In mass tort bankruptcies, fighting like heck can sometimes work well, especially when done intelligently with few budget limits and an end game in mind. W.R. Grace did that as part of an almost ended 11 year journey through Chapter 11. This article from the Deal nicely traces in general terms the financial outcome side of the story for W.R. Grace.
Not mentioned clearly enough in the article is the specific reality that Grace used Chapter 11 to ride out the asbestos litigation bulge of the late 1990s and early 2000s, and then fought like heck in the bankruptcy to prove that the bulge was just that – a temporary bulge. Specifically, as of the late 1990s and early 2000s, Madison County, Illinois was an out of control venue with hundreds of mesothelioma cancer cases filed and resolved each year.
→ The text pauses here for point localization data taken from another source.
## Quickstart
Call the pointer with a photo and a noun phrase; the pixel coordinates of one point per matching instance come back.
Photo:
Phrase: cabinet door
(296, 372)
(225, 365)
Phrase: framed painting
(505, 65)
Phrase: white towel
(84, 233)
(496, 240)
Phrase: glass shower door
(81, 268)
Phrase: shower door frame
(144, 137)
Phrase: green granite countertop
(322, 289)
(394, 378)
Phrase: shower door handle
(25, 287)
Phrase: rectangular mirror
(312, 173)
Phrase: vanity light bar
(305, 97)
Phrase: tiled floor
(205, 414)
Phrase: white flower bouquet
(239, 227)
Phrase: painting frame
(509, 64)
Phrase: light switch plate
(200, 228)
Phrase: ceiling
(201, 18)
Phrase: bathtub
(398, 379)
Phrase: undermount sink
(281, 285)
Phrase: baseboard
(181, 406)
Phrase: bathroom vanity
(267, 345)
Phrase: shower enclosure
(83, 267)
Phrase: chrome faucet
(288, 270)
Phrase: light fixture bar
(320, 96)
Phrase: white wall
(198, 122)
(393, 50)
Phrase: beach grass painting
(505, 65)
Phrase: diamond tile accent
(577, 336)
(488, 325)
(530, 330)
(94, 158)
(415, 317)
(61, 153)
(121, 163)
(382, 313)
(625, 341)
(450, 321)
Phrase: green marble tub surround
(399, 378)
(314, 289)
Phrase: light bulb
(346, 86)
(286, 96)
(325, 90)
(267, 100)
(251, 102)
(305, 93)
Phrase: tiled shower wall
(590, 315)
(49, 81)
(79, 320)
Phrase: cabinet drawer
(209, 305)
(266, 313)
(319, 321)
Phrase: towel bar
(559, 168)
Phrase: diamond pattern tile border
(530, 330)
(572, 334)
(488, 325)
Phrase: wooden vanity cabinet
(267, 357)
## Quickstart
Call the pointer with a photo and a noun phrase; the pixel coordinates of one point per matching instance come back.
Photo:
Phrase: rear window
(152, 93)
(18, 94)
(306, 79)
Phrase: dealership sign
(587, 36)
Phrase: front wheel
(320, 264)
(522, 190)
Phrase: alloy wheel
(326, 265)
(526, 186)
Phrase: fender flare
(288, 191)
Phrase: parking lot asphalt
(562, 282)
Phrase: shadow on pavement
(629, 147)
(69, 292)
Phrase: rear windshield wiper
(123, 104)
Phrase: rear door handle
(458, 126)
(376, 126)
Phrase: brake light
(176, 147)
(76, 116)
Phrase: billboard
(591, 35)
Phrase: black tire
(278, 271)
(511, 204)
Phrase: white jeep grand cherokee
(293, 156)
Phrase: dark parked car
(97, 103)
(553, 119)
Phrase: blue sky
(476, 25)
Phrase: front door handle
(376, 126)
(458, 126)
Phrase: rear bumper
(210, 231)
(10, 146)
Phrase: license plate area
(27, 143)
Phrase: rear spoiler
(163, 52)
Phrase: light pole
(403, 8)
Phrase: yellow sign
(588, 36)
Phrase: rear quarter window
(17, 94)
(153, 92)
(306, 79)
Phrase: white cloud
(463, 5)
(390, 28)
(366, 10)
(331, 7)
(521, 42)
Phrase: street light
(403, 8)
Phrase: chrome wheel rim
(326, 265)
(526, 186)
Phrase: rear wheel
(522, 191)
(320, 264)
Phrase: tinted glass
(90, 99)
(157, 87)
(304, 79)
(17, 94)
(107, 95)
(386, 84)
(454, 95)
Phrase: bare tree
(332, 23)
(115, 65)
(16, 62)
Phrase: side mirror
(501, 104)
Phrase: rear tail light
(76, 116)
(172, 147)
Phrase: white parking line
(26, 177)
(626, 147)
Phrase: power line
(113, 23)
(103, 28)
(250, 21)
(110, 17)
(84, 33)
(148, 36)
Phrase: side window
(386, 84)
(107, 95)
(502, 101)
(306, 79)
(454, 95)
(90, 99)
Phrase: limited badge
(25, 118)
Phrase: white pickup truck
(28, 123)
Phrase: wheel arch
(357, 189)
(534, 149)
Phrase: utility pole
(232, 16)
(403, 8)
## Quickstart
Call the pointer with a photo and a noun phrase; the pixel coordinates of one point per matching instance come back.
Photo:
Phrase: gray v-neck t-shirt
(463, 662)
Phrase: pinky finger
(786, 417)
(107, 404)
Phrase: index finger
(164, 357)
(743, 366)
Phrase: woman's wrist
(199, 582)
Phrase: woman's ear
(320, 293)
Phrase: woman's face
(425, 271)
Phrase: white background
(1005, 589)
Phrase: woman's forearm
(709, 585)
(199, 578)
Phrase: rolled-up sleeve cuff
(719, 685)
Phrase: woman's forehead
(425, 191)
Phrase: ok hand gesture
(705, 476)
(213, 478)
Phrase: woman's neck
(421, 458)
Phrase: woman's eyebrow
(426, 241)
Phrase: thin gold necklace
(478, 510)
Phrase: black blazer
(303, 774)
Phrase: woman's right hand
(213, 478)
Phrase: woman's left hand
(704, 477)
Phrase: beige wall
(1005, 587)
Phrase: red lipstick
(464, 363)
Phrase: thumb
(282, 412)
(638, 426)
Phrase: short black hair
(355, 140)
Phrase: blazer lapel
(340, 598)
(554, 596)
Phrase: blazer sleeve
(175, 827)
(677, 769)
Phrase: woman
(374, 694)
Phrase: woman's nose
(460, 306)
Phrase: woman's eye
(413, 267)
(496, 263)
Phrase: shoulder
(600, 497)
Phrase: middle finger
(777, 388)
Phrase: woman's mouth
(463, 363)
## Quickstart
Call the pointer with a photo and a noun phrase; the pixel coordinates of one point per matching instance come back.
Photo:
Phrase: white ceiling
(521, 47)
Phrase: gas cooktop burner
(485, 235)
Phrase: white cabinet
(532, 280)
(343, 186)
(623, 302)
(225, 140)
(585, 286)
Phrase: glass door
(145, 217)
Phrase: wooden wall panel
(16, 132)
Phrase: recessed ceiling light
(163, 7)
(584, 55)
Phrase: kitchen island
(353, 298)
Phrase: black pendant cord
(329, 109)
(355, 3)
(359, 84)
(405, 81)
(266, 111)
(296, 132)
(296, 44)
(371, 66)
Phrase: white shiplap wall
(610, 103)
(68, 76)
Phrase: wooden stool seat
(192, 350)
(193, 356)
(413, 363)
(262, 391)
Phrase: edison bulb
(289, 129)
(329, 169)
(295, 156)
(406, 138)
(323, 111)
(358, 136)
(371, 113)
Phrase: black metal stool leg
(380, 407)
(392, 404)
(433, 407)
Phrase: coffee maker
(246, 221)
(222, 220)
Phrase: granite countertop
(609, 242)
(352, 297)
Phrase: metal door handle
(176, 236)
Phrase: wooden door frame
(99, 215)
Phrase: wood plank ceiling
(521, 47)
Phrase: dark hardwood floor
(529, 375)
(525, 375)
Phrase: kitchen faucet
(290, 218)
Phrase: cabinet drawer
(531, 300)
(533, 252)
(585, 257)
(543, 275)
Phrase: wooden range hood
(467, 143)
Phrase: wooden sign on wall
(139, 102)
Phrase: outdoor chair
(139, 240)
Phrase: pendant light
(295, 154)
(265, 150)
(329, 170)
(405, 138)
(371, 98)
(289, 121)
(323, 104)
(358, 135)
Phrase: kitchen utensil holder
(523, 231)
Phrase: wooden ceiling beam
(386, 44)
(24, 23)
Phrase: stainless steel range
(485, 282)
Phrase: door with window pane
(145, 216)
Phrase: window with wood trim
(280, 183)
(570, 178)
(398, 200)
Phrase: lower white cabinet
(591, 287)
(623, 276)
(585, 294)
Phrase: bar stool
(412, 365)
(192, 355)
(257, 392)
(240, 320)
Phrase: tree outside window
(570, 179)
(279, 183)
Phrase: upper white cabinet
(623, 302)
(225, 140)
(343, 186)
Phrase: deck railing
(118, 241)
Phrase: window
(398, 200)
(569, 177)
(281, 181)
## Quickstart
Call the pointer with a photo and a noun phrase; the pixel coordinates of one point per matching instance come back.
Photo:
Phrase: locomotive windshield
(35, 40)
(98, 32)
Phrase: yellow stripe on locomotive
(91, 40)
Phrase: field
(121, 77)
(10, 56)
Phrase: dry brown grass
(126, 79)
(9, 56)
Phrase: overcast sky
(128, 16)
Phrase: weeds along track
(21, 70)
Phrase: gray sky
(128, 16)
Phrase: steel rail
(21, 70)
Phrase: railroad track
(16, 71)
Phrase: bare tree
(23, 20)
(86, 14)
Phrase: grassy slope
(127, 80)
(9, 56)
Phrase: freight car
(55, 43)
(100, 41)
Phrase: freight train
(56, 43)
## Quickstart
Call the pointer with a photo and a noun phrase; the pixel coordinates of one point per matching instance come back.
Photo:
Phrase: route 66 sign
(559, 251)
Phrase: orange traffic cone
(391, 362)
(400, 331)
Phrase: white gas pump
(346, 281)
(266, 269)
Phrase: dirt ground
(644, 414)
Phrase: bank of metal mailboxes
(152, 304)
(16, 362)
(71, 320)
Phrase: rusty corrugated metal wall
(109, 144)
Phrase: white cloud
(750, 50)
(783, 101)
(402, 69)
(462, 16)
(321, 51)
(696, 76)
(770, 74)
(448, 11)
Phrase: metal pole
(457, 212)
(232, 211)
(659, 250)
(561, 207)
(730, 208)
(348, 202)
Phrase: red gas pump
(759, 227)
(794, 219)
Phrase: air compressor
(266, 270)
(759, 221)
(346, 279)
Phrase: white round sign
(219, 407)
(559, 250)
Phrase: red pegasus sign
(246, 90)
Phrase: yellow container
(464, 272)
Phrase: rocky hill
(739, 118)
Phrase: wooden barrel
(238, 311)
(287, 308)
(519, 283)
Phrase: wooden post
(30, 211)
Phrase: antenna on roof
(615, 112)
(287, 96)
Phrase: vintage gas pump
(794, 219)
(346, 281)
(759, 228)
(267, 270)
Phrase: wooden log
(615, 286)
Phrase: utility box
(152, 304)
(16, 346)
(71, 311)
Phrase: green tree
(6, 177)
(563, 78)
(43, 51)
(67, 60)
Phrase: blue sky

The cases were filed and processed from around the country under an asbestos docket that Randy Bono helped to accelerate, with the extreme pace of the docket controlled by Judge Byron. During Judge Byron’s reign, due process was trampled for defendants in Madison County, and the price of resolving a Madison County mesothelioma case spiraled up for many defendants, especially those who lacked good trial counsel (and that was many defendants because most insurers hated spending the money required to hire smart lawyers and/or to pay for the work that needed to be done for a successful defense.) And, others had false illusions they were not liable even though insulators plainly were entitled to significant compensation when they developed the awful mesothelioma tumor. Judge Byron finally exited in 2004 after the US Chamber of Commerce and media focused a spotlight on the scope and scale of the Madison County asbestos docket (see this 2006 report for key highlights and data),as well as campaign contributions to Illinois’ elected judiciary.
Meanwhile, cases involving the least sick became sometimes valuable because they were filed in massive numbers in a few jurisdictions. "In the year 2000 alone, twelve large companies reported that 520,000 new asbestos claims were filed against them," as reported in this December 2002 study by Michelle J. White of the National Bureau of Economic Research. As traced by Ms. White, tens of thousands of cases were being mass filed in Mississippi and West Virginia, and trial consolidations created value with verdicts.
Values also rose because some (not all) insurers and defendants were doing a terrible job of resolving and defending cases, often because they refused to pay the real costs of coping with the massive growth of asbestos claiming, and resulting changes in the litigation dockets. And, some insurers refused to defend various defendants despite clear obligations to defend, leaving inexperienced lone defendants that sometimes made awful mistakes which hurt many or all other defendants. Indeed, some insurers and defendants panicked, and tried cases they should not have tried. Others paid hundreds of millions in settlements they should not have paid, mainly to people who were not sick under any typical use of the term. Ms. White’s paper provides a cogent explanation of some of the history of how mass filed cases became temporarily valuable during that era:
"A reverse bifurcated bouquet trial of 12 plaintiffs’ asbestos claims in Mississippi in 1998 resulted in phase one compensatory damage awards that totaled $48 million. When the judge threatened to send the issue of punitive damages to the same jury, the defendants settled the 12 cases, reportedly for the full amount of the damage awards. The judge then scheduled an additional 63 cases for trial before the same jury. Defendants lodged an emergency appeal with the Mississippi Supreme Court seeking to disqualify the judge for bias, but their appeal was denied. Defendants then settled all of the remaining 1,738 claims in the large group on extremely favorable terms for plaintiffs. In a bifurcated trial in West Virginia in 2002 that involved 4,000 plaintiffs from 35 states suing a single defendant, liability and a punitive damages multiplier were decided during phase one. After phase one, the judge instructed the parties to negotiate a settlement of all 4,000 claims…."
(Caveat/disclosure – I used to work as an outside counsel for Grace.)